Auto-generated paths:

  • Test descriptions: output/{dataset_name}/features/test/descriptions
  • Collection name: {dataset_name}_collection
  • Output directory: output/{dataset_name}/evaluation/

Outputs:

  • output/{dataset_name}/evaluation/predictions.csv - Labels and predictions with Full results
  • Console output with accuracy, F1 score, and RAG hit rate

What it does:

  1. For each test window:
    • Extracts temporal segments (whole, start, mid, end)
    • Generates embeddings for each segment
    • Performs hybrid search in Milvus with multiple ANN requests
    • Retrieves top-k similar samples using weighted ranker
    • Uses LLM to classify based on semantic similarity to retrieved samples
    • Tracks RAG quality (whether true label appears in retrieved samples)
  2. Calculates evaluation metrics (accuracy, F1 score, RAG hit rate)
  3. Saves detailed results

Complete Example Workflow

# Set required environment variables
export OPENAI_API_KEY="your-api-key-here"
export ZILLIZ_CLOUD_URI="your-milvus-uri"
export ZILLIZ_CLOUD_API_KEY="your-milvus-api-key"

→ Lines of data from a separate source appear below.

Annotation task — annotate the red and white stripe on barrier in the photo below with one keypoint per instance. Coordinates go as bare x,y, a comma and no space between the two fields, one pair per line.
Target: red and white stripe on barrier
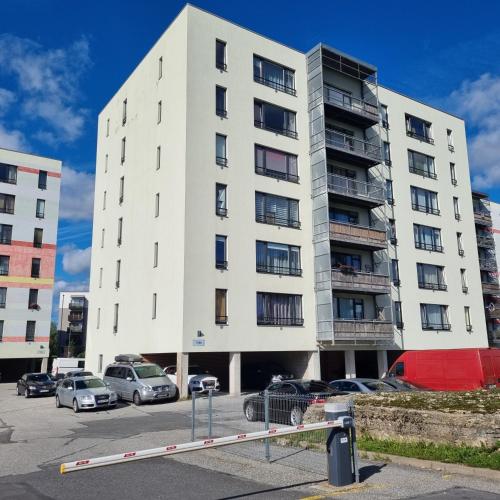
196,445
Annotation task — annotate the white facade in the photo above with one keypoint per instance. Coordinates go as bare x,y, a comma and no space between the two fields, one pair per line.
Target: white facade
165,304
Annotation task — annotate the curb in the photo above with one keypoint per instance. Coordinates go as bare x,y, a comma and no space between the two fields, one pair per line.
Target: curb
465,470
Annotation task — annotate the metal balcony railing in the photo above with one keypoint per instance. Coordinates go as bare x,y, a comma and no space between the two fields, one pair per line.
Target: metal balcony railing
370,191
350,144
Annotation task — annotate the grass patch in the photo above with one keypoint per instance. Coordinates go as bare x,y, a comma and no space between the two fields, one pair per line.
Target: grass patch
488,458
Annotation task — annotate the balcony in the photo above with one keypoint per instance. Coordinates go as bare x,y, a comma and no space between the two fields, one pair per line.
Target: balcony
345,107
363,329
358,236
345,278
347,148
371,194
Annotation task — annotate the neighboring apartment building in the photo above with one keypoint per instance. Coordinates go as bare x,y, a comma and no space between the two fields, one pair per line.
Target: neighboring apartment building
252,206
72,323
29,209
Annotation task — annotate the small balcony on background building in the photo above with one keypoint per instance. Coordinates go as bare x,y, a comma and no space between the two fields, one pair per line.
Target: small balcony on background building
370,194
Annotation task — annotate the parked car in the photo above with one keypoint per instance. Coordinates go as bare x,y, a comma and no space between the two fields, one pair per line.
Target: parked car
449,369
260,375
288,400
198,380
361,385
134,380
85,393
35,384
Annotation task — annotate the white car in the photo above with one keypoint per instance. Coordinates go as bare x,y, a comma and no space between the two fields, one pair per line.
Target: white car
198,380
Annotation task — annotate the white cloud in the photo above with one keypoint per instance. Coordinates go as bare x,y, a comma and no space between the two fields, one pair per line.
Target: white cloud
77,195
75,260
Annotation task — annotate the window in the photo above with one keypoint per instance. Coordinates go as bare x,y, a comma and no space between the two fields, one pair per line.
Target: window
118,273
421,164
395,272
7,202
274,118
220,251
386,150
158,118
220,55
277,258
434,317
37,238
155,254
279,309
274,75
384,116
389,192
419,129
456,208
424,200
115,318
427,238
275,163
157,204
30,331
453,175
158,157
40,209
221,200
460,245
5,234
120,231
153,315
220,101
121,190
449,136
4,265
468,325
463,280
33,299
42,179
398,314
124,112
277,210
220,306
431,277
8,173
221,150
122,157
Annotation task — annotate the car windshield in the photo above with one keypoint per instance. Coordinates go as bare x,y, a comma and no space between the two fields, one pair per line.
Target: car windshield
39,377
93,383
149,371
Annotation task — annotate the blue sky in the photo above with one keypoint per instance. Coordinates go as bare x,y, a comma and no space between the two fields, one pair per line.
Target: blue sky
61,61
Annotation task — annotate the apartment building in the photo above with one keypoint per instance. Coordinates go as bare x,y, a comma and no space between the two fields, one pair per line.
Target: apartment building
255,203
29,209
72,323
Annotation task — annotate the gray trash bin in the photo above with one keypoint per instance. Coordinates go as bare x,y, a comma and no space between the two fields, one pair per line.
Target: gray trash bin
338,446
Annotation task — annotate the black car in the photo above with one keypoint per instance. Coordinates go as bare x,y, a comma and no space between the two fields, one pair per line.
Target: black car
288,400
35,384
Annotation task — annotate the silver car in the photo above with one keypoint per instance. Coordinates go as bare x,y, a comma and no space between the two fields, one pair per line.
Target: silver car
85,393
139,382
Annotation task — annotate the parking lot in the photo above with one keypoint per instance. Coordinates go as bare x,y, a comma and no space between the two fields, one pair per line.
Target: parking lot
35,438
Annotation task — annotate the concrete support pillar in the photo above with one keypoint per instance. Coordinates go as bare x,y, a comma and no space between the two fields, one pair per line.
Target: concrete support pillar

# Step 1: Preprocessing (dataset-specific)
python preprocessing_new.py --config datasets/pamap2_config.yaml

# Step 2: Feature Extraction (temporal segmentation always enabled)
python generate_stats.py --config datasets/pamap2_config.yaml

# Step 3: Vector Indexing (creates 4 indexes: whole, start, mid, end)
python timeseries_indexing_new.py --config datasets/pamap2_config.yaml

# Step 4: Classification & Evaluation (hybrid search + LLM)
python classifier_new.py --config datasets/pamap2_config.yaml

That's it! All paths are automatically determined from the dataset name in the config file.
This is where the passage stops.